Cette charte des imams, même si nous lui reconnaissons quelques points positifs, relève sur certains aspects de l’amateurisme et de l’ignorance sur les questions religieuses et sociologiques relatives aux musulmans. La judiciarisation du culte à travers cette charte ébrèche la liberté religieuse d’une partie des citoyens ostracisée dans la société, tout en n’étant pas du ressort de l’État si l’on s’en tient au cadre de la loi de 1905. Cette intrusion dans la sphère religieuse peut être, à juste titre, perçue comme une posture colonialiste visant à imposer aux musulmans l’adhésion à une sorte de label d’un islam qui serait conforme à la laïcité.Toute réforme de l’interprétation des Textes devrait revenir aux musulmans compétents en la matière, tels que les théologiens et les jurisconsultes. Au lieu de cela, l’État convoque des notables selon un système de cour où chacun veut préserver sa place dans des salons dorés, ignorant ainsi les acteurs locaux qui connaissent le musulman du quotidien. L’État épuise les bonnes volontés et la loyauté des protagonistes de terrain au nom d’un combat et d’un calcul politiques.

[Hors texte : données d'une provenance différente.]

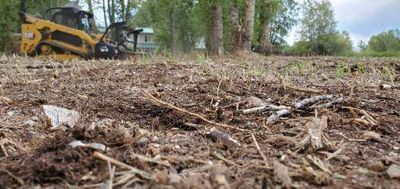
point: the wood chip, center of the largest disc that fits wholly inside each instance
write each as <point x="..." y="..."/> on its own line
<point x="281" y="174"/>
<point x="303" y="104"/>
<point x="224" y="137"/>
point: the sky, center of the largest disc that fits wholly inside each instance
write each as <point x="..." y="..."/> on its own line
<point x="362" y="18"/>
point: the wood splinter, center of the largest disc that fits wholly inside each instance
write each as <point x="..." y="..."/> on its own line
<point x="277" y="115"/>
<point x="269" y="107"/>
<point x="224" y="137"/>
<point x="161" y="103"/>
<point x="303" y="104"/>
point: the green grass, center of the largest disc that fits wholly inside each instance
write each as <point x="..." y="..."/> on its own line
<point x="370" y="54"/>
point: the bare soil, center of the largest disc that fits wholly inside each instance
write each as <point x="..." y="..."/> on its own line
<point x="178" y="149"/>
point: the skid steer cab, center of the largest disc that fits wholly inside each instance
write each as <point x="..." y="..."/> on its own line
<point x="68" y="33"/>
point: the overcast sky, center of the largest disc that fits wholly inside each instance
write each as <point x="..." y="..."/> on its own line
<point x="363" y="18"/>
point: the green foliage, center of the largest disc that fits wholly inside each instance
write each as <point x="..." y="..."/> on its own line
<point x="318" y="33"/>
<point x="284" y="19"/>
<point x="342" y="70"/>
<point x="172" y="23"/>
<point x="388" y="41"/>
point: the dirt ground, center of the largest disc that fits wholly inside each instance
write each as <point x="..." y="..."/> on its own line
<point x="199" y="135"/>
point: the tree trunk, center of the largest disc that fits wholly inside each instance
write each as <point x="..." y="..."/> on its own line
<point x="217" y="44"/>
<point x="111" y="10"/>
<point x="236" y="34"/>
<point x="264" y="40"/>
<point x="105" y="13"/>
<point x="249" y="25"/>
<point x="90" y="5"/>
<point x="123" y="9"/>
<point x="174" y="44"/>
<point x="264" y="33"/>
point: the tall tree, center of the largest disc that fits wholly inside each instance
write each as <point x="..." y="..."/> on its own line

Emmanuel Macron, avec cette charte, souhaite donner des gages aux tenants d’un laïcisme intolérant ainsi qu’aux populistes. Elle paraît en effet être rédigée sous l’influence des tenants d’une laïcité extrême qui, durant des années, ont déversé leur haine de l’islam et des musulmans sur les plateaux de télévision. Sur ce dernier point, l’article 9 précise que « Les musulmans de France et les symboles de leur foi sont trop souvent la cible d’actes hostiles. Ces actes sont l’oeuvre d’une minorité extrémiste qui ne saurait être confondue ni avec l’État ni avec le peuple français. »Le ressentiment produit de la frustration et nourrit la radicalisation. Le sentiment du deux poids deux mesures dans la liberté d’expression marginalise et stigmatise les musulmans qui vivent tranquillement leur foi. Par ailleurs, le dispositif sécuritaire mis en place depuis la vague d’attentats de 2015 devrait faire l’objet de décisions objectives, apaisées et concertées, entre les services de sécurité intérieure, afin de considérer efficacement toute menace potentielle contre les intérêts de l’État. Or, ces dernières semaines, la fermeture de lieux de culte ou d’associations, les gardes à vue, les restrictions à la liberté d’expression, en particulier depuis l’attentat contre Samuel Paty en octobre dernier, ont fait parfois l’objet de décisions autoritaires, arbitraires et iniques. Le tourbillon médiatique entraîne l’État à agir irrationnellement face à l’émotion collective. Si cette charte entend lutter contre l’islamisme radical, il est capital de s’interroger au préalable sur la signification de cette expression et sur ce qu’elle englobe. Or, il subsiste une nébuleuse autour de l’islamisme souvent assimilé à tort au communautarisme. Est-on islamiste parce qu’on se rend à la mosquée tous les jours ? Parce qu’on porte un jilbeb ou un kamis ? Parce qu’on critique la laïcité ? Ou parce qu’on vit entre coreligionnaires ?…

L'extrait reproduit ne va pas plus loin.